Brian Eller, a recent UC Davis Law School graduate, describes FantasySCOTUS.net
as a kind of football pool for legal nerds. To excel in this online game, which bets on the outcome of U.S. Supreme Court cases, you need to spend a lot of hours reading briefs and transcripts, and try to get inside the minds of the justices.
"It fits my passion," says Eller, now a patent attorney, who plays FantasySCOTUS with three other UC Davis alumni.
Launched three years ago, the site is enjoying a surge of interest in the wake of oral arguments on the supercharged topic of the national health care legislation.

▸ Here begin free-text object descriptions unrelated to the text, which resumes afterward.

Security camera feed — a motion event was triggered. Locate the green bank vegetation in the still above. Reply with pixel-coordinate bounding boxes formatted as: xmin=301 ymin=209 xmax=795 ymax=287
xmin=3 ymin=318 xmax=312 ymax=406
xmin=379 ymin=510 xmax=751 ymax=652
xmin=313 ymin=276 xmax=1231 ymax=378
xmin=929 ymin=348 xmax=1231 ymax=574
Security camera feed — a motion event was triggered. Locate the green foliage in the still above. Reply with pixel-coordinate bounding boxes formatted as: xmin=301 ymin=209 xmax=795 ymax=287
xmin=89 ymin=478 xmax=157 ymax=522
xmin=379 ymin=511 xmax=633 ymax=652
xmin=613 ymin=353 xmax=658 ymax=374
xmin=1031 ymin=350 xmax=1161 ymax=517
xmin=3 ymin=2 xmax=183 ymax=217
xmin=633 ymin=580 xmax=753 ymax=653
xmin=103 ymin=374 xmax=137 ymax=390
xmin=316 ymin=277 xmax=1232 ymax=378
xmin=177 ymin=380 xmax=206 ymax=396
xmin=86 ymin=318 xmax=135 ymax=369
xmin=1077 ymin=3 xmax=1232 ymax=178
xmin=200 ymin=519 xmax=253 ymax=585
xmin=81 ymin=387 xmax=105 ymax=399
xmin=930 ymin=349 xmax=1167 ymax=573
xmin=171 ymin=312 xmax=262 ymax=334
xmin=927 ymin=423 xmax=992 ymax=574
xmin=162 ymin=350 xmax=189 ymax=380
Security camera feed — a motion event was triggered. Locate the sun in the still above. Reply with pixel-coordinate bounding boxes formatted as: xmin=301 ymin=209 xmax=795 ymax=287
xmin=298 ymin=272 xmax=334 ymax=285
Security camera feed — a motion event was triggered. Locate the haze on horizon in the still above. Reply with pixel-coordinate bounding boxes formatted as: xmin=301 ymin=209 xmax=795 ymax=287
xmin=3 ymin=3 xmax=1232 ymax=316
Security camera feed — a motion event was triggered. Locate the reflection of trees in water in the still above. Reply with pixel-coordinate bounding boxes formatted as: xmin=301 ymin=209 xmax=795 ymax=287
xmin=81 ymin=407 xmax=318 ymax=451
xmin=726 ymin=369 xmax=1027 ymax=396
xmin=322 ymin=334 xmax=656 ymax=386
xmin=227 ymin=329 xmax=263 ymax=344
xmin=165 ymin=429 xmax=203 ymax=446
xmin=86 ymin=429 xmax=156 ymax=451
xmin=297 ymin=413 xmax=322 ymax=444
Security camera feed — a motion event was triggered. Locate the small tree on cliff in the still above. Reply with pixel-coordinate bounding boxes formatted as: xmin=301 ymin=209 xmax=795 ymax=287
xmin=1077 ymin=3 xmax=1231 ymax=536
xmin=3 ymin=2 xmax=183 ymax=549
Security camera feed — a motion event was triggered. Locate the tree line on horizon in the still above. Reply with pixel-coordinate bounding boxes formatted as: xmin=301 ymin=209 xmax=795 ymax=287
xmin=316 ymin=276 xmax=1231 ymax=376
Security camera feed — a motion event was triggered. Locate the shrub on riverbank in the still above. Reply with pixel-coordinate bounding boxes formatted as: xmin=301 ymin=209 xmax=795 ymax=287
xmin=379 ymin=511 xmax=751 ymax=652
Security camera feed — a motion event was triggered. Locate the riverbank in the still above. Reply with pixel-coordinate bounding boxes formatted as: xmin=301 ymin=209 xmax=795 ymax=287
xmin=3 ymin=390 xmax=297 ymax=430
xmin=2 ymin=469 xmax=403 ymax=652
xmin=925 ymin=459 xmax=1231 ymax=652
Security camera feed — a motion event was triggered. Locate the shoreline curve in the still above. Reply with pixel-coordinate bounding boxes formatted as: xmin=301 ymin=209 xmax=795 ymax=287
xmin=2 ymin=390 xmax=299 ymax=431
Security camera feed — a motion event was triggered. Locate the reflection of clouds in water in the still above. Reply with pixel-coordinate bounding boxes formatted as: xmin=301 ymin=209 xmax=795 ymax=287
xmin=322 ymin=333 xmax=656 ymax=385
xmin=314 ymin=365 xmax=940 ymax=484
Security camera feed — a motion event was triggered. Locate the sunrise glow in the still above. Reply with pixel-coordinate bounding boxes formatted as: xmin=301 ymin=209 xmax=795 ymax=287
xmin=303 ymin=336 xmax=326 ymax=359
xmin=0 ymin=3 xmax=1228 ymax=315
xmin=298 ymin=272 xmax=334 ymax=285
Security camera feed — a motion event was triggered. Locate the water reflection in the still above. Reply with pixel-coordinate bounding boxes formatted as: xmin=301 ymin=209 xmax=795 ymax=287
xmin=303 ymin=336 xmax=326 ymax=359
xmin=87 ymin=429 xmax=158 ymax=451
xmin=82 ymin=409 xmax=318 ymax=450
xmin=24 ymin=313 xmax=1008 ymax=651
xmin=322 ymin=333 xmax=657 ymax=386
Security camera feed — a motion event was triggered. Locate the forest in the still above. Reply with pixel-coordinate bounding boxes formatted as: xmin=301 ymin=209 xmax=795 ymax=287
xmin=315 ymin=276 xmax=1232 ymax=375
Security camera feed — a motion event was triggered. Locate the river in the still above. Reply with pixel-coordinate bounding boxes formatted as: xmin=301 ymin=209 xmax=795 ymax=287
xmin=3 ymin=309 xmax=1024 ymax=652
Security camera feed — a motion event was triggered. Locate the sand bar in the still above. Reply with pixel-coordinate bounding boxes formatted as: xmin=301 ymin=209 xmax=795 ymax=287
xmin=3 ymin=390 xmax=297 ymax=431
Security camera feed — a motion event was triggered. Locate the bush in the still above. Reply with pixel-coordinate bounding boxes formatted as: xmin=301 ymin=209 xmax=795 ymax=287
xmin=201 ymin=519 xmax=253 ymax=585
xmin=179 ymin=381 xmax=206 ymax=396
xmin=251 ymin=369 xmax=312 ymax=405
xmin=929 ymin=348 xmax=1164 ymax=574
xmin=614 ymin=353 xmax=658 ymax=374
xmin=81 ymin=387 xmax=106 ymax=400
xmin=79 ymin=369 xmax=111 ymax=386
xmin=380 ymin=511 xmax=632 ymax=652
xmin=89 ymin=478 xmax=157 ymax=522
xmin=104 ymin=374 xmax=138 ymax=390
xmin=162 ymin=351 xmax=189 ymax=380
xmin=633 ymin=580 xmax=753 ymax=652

It costs nothing to join, and there are no cash prizes. Instead, the top scorer gets a "golden gavel" trophy. Attorneys who participate in research connected with the site may join a drawing with the prize of a $200 gift card for Amazon.
In the site's years of operation, East Coast lawyers have far outnumbered Californians. Sixty-nine eastern law schools preceded the first California school, UC Berkeley, in participating. Eller had been one of the most successful predictors from California (he now resides in North Carolina). Weighing in on the contentious health care issue before the Court, he initially said that it would uphold the mandate but has recently been thinking about changing his vote. "The more you get interrupted, the higher the chance that they'll vote against you," he says. "And I noticed the solicitor general got interrupted a lot."